Deutsche Bank does this for online transactions. All your purchases and, if I remember correctly, bank to bank transfers require you to refer to a sheet of TAN numbers that is mailed to you when you open an account. It was surprisingly annoying at first but I got used to it.
These lists of TAN [1] numbers are phased out everywhere around me. They usually were hard to carry with you (just as a token, but more easy to destroy), had usability problems:
- Ordered lists: You could only use a number that followed the last used one. So if you had 10 numbers and used the 9th by accident, all previous were void. Forgetting to cross out the used numbers lead to annoyance and the 'dammit, guess I used that number already' factor decreased security (someone could've used the next TAN on your list and you'd ignore the error and think it was your fault)
- A list with columns/rows: The server would know about your 'state' and ask you for a TAN in a specific location. Think of copy protection around the time of Monkey Island.. Progress in a couple of ways, but finicky.
- You had to manage the list to make sure that you don't run out of numbers (the second 'solution' above could help a little, but if you planned to do 10 transaction a day and had only 9 digits left: Bad luck).

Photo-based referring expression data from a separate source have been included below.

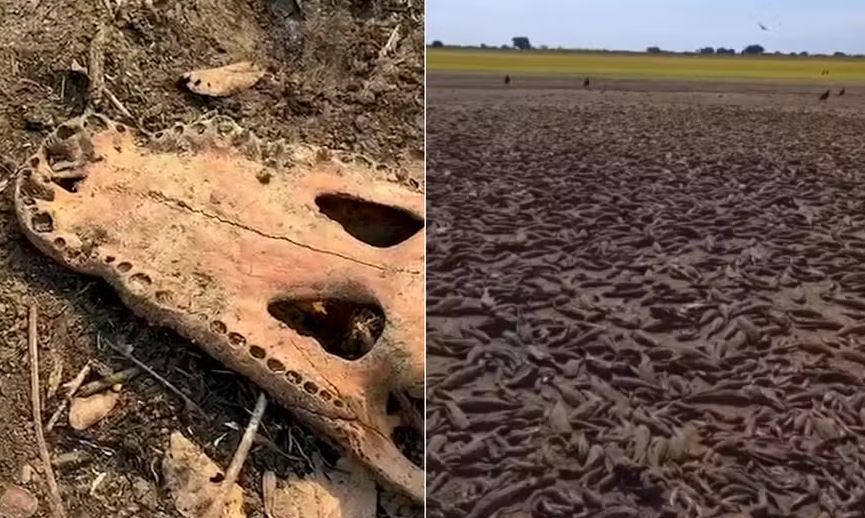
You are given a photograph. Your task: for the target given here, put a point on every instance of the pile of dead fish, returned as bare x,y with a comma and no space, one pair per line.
624,322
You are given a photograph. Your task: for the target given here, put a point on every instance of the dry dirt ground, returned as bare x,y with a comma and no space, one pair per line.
325,85
644,299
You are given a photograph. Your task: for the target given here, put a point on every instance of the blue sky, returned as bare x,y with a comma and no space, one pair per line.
794,25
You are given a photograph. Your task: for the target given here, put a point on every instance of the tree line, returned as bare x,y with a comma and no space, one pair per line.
523,43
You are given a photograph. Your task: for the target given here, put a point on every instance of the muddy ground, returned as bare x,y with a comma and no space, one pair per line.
644,300
325,85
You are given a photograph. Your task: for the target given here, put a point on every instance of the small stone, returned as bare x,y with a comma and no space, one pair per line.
26,475
144,492
263,176
85,412
38,121
17,502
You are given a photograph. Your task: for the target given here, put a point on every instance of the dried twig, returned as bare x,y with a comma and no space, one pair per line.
268,492
96,66
109,381
146,368
56,501
391,43
72,389
217,507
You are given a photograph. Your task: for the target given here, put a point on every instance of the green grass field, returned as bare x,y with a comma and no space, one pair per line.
663,66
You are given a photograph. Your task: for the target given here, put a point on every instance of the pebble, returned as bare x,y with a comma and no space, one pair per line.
17,502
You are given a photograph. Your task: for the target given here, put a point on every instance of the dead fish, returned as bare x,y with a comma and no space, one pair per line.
644,339
456,416
856,329
558,418
506,495
461,377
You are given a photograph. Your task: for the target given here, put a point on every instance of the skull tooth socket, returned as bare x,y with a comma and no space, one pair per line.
344,328
381,226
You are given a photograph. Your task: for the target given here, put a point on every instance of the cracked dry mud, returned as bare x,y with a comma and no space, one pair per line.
644,307
293,265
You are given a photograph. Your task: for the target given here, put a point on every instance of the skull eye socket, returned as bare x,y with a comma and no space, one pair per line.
345,328
381,226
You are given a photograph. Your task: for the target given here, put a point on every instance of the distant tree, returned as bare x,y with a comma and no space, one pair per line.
521,42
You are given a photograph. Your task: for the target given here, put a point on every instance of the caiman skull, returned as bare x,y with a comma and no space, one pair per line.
298,267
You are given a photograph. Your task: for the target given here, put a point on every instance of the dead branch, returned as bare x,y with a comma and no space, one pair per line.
217,507
146,368
96,66
54,491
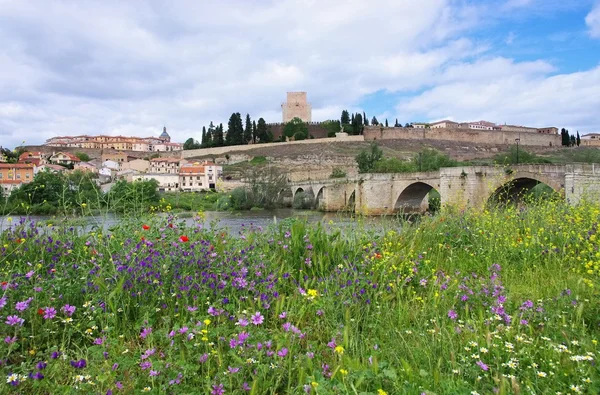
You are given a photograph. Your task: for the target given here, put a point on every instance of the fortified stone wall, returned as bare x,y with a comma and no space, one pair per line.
462,135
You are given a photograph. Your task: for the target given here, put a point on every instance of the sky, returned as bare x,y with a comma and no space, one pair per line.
129,67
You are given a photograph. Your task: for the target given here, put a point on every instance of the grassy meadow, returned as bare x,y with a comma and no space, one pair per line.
503,301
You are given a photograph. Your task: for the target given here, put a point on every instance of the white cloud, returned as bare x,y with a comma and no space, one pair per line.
593,21
123,68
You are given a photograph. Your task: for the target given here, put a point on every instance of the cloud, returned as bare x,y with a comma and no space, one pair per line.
116,67
592,20
514,93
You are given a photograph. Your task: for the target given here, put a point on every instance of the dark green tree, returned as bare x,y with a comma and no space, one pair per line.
261,131
296,128
367,159
82,156
248,130
345,119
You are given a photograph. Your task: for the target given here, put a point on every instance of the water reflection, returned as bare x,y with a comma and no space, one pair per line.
231,221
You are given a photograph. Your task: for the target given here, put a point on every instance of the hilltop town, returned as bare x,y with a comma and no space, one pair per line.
179,167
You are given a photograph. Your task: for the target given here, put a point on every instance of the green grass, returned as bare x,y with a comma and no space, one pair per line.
501,301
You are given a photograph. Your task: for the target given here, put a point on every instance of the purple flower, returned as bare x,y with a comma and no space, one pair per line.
49,313
482,365
145,332
68,310
13,320
257,318
218,389
21,306
79,364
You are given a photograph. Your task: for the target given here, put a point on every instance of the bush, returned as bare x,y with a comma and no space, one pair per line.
302,201
337,173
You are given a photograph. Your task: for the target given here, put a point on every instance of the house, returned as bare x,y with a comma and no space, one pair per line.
64,158
37,158
12,175
140,165
167,182
444,124
591,140
199,176
111,164
86,166
50,167
165,165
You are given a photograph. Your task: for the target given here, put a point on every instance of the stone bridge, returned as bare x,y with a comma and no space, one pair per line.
381,194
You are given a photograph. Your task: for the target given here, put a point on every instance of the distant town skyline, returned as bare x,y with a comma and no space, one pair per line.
119,68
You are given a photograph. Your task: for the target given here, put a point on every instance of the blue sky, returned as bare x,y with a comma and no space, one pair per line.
113,67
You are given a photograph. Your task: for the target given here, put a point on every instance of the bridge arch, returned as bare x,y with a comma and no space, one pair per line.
518,185
414,198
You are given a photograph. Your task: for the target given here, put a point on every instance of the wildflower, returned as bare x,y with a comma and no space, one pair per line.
145,332
68,310
482,365
257,318
79,364
49,313
13,320
218,389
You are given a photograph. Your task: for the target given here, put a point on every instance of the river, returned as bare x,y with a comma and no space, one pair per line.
232,221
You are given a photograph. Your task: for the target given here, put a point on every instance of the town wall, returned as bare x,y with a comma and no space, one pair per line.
462,135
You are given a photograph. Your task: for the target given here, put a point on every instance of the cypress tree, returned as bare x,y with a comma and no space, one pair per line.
248,130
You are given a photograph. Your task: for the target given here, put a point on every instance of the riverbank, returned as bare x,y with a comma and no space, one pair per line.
501,301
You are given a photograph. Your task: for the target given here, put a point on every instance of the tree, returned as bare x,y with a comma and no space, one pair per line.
366,160
296,128
261,131
83,156
248,130
357,125
345,119
235,130
219,140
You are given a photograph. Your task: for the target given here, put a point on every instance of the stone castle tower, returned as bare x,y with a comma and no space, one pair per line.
296,106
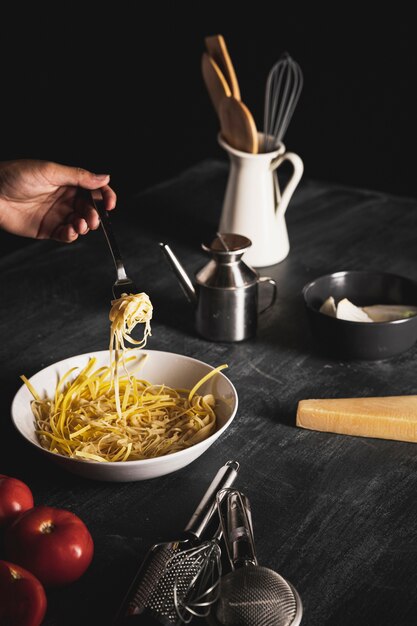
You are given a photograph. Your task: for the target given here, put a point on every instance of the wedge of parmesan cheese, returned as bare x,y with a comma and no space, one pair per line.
391,417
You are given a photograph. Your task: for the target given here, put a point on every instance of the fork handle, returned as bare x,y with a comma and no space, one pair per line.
111,240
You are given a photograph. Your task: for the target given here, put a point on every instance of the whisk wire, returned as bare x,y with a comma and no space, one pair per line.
282,92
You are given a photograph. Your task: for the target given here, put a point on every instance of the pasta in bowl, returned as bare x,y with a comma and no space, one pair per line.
52,411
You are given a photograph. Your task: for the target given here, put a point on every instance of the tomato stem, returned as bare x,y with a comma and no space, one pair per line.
47,528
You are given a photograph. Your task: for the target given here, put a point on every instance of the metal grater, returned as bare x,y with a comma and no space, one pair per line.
152,591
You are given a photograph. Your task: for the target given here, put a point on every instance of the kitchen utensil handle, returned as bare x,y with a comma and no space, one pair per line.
270,281
203,513
184,280
111,240
291,186
242,546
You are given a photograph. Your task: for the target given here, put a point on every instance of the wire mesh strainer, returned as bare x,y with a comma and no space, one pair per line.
251,595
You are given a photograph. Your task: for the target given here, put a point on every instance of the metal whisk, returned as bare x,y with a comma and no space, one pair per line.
283,88
197,573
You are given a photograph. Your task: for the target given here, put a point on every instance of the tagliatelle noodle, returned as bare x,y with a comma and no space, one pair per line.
103,415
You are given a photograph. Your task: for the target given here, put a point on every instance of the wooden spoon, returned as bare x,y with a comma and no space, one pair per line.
215,81
238,125
217,49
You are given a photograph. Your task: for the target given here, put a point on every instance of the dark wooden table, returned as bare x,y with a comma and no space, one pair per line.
336,515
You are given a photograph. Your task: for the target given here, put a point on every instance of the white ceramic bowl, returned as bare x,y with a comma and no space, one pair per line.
174,370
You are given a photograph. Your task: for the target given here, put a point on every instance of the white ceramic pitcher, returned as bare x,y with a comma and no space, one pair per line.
254,205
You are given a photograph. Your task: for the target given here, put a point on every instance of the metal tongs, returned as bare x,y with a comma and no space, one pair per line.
123,284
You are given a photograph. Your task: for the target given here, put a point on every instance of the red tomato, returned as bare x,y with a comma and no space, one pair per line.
15,498
22,597
54,544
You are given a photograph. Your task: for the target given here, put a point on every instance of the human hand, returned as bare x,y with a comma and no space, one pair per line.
41,199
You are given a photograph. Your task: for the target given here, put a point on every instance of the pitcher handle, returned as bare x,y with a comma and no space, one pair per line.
270,281
284,198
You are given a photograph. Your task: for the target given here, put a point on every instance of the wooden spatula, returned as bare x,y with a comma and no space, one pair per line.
215,81
238,125
217,49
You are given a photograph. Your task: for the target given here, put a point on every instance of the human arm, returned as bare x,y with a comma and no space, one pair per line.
42,199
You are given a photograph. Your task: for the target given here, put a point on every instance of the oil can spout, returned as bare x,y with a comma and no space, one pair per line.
182,276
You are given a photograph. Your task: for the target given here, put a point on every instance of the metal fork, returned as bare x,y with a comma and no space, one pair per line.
123,284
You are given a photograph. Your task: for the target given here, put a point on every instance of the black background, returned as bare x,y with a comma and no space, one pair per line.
121,91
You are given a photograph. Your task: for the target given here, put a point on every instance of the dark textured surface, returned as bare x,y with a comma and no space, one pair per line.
335,515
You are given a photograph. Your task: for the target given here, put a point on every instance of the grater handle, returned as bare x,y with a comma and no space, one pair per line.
204,512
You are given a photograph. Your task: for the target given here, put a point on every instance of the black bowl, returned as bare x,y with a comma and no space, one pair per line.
361,340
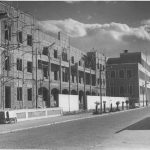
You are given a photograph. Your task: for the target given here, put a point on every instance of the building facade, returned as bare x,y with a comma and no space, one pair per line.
36,67
129,76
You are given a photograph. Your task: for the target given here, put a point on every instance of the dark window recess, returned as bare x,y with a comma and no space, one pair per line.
45,51
19,64
64,56
55,53
73,78
97,81
45,72
130,90
63,76
39,64
29,40
97,66
129,73
55,75
7,63
79,79
121,91
72,59
121,74
112,74
19,37
29,66
7,32
79,63
30,94
19,93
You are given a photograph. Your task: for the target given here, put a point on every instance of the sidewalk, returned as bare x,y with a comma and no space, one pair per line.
24,125
127,140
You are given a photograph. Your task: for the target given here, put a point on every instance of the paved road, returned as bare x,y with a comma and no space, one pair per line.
81,134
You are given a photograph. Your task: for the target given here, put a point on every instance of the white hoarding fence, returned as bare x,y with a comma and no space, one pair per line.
69,102
91,100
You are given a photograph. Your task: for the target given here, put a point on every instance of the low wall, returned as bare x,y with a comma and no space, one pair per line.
30,114
109,100
69,102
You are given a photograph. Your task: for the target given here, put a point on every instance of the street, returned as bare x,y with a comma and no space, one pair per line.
79,134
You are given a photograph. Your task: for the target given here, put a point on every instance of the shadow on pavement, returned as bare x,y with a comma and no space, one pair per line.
141,125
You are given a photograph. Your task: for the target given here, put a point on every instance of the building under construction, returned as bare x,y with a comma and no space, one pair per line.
36,67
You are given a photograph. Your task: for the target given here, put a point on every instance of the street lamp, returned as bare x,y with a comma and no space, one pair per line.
100,79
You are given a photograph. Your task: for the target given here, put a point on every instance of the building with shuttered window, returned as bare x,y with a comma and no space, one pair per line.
129,76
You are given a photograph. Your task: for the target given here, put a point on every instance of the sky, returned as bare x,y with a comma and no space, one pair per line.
107,26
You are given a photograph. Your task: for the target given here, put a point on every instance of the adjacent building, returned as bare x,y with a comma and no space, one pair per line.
36,67
129,76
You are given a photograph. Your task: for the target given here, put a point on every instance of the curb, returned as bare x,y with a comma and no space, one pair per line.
69,120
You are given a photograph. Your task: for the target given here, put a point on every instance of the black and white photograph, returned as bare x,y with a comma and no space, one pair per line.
75,75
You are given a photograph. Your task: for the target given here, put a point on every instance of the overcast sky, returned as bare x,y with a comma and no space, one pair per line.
110,27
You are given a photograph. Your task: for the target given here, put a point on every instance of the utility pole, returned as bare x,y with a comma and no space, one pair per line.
100,87
36,81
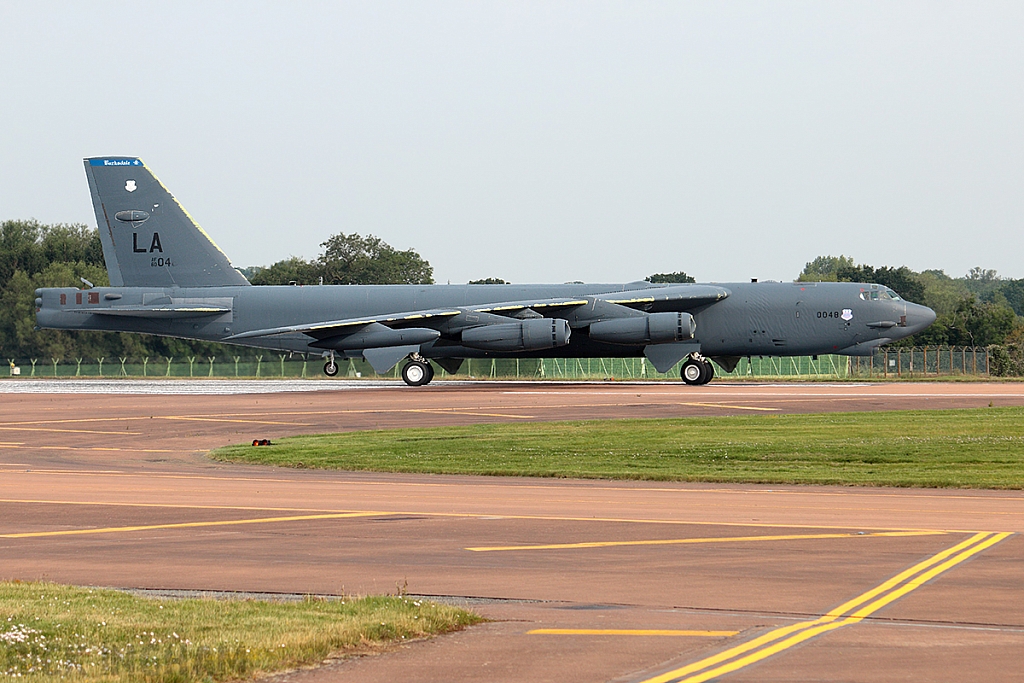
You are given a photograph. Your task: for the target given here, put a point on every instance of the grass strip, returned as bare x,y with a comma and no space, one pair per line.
976,447
50,632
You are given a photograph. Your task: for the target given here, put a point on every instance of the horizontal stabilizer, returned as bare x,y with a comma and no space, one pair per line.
168,308
690,296
865,348
162,312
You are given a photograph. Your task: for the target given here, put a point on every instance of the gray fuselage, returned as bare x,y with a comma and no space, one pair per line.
756,318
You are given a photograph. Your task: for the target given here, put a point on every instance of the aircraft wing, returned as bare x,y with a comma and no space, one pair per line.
327,329
681,297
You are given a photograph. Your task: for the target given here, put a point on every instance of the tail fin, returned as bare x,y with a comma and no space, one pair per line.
148,239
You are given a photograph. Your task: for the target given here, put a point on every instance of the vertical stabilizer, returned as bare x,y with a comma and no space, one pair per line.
148,239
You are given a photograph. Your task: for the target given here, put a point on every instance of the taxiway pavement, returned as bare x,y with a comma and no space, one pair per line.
584,581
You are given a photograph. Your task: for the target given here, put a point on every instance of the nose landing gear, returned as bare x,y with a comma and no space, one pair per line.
331,368
418,371
697,370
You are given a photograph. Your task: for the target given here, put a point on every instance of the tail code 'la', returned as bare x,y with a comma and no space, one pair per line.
148,239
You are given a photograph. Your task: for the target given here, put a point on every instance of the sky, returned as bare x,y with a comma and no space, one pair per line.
539,141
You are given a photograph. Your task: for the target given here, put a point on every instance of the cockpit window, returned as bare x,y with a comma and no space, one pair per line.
885,295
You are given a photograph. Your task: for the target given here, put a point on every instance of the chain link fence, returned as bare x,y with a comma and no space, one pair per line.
912,361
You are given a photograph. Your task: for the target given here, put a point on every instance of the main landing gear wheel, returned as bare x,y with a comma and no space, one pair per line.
711,372
696,372
417,373
693,372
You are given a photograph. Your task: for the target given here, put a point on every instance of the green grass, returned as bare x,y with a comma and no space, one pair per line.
978,447
50,632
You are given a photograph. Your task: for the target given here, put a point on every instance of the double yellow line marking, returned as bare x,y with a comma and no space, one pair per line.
852,611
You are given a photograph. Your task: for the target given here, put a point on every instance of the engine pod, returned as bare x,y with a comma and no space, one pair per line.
530,335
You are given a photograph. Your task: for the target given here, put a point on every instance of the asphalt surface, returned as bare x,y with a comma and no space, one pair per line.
583,581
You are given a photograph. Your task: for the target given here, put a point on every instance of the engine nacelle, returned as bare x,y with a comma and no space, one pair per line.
376,335
531,335
651,329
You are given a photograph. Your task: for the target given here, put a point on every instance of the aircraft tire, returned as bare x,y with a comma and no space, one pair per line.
417,373
710,375
693,372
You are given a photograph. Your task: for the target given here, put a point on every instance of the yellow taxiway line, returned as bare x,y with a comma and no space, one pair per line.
852,611
727,539
630,632
147,527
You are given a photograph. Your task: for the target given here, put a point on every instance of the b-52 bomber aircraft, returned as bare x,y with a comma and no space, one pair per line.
168,278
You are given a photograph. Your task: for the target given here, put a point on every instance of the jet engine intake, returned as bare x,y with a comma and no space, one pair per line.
529,335
651,329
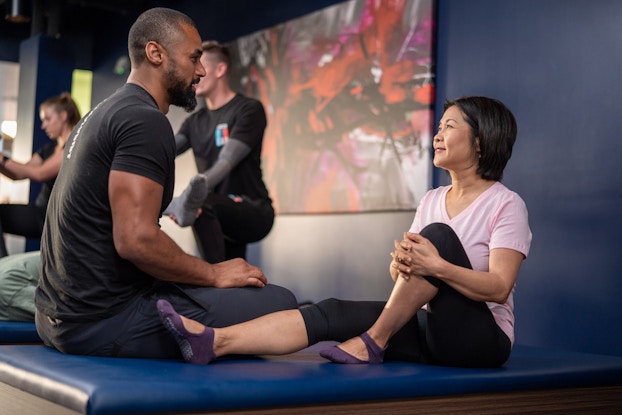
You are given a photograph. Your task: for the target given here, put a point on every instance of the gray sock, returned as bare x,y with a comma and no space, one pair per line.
184,207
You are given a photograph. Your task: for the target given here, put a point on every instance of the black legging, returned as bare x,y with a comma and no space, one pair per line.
22,220
226,226
454,331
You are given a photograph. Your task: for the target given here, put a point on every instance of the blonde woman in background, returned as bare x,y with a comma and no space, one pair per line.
59,114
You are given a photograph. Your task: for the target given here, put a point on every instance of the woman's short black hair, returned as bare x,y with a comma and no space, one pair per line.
494,126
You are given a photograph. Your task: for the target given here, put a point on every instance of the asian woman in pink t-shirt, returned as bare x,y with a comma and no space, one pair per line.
454,270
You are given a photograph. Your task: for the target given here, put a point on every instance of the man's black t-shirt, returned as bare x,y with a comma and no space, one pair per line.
83,277
244,119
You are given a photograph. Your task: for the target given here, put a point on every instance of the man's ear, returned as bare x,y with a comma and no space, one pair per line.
221,69
153,52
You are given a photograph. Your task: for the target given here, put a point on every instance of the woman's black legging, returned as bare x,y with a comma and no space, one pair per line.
453,331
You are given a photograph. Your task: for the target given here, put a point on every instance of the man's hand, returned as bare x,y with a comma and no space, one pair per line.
238,273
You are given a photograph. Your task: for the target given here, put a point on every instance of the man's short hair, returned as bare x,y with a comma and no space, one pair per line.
161,25
219,52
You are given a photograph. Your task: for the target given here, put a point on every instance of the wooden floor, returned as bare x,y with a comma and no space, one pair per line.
594,400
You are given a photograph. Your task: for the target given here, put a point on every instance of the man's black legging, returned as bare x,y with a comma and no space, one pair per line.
454,331
226,226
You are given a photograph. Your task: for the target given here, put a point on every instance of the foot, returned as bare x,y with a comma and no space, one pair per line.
197,348
337,355
184,207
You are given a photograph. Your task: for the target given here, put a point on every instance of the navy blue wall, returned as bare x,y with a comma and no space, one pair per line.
557,65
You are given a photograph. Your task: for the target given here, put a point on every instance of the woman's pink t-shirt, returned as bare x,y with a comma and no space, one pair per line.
496,219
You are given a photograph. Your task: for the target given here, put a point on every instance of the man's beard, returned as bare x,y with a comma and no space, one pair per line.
181,95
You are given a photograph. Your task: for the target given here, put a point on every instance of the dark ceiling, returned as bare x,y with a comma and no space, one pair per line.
62,17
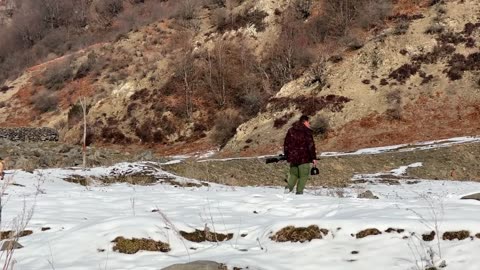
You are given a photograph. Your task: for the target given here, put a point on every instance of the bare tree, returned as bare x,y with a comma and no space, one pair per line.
83,104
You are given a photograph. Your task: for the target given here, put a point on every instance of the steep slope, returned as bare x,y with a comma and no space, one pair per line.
134,85
411,82
186,82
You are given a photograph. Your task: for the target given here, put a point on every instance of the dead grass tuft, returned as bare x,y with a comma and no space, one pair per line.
460,235
132,246
428,236
11,234
77,179
205,235
300,234
390,230
367,232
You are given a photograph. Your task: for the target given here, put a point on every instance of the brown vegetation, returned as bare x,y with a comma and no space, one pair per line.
299,234
134,245
206,235
428,236
460,235
367,232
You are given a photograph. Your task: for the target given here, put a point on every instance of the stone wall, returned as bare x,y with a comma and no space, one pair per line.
29,134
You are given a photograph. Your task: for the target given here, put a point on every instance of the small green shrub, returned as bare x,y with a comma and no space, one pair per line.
134,245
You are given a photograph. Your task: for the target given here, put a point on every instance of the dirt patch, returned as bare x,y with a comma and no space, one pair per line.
137,178
6,234
206,235
460,235
184,184
300,234
132,246
368,232
11,234
459,162
77,179
25,233
429,236
391,230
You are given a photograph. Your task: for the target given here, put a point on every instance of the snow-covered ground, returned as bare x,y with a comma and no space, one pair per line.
84,221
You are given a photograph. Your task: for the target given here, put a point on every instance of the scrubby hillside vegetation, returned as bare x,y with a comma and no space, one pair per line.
169,72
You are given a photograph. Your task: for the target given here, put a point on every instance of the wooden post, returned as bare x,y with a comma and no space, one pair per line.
83,103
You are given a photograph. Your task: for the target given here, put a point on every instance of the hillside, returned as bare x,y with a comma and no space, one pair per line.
186,76
411,82
136,216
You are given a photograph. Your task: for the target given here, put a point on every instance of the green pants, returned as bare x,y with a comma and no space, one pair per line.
298,175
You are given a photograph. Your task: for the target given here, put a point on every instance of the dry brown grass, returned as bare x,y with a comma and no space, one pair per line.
206,235
299,234
452,235
367,232
132,246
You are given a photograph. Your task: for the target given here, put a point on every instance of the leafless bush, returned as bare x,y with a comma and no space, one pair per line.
226,124
342,14
394,100
54,77
303,7
44,101
320,125
187,9
108,9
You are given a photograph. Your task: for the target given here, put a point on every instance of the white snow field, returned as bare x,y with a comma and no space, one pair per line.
84,221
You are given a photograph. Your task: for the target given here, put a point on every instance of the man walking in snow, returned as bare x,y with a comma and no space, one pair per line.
299,148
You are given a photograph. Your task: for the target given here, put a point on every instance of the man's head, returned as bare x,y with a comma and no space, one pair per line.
304,119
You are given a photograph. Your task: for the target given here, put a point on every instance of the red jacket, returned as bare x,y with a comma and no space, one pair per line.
299,146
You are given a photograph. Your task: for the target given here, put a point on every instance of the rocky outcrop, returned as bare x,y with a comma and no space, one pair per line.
29,134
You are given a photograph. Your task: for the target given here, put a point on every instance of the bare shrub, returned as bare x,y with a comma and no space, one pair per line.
291,55
225,21
108,9
303,7
187,9
226,124
342,14
54,77
394,100
44,101
320,125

Right now, as others said already, you're using your direct debit card with a chip inside combined with a tiny TAN generator that looks like one of these crappy currency calculators. You enter your transaction (you already logged in before, with or without a TAN), the server tells you to enter a checksum (parts of it are clearly identifiable as information that you just entered) into your device w/ the direct debit card inserted to receive a one-time only TAN. Done.
A mobile option is usually present (my bank asks me everytime I log in if I want to use TANs generated by that gadget or being sent to my mobile number), but I actually prefer the other option.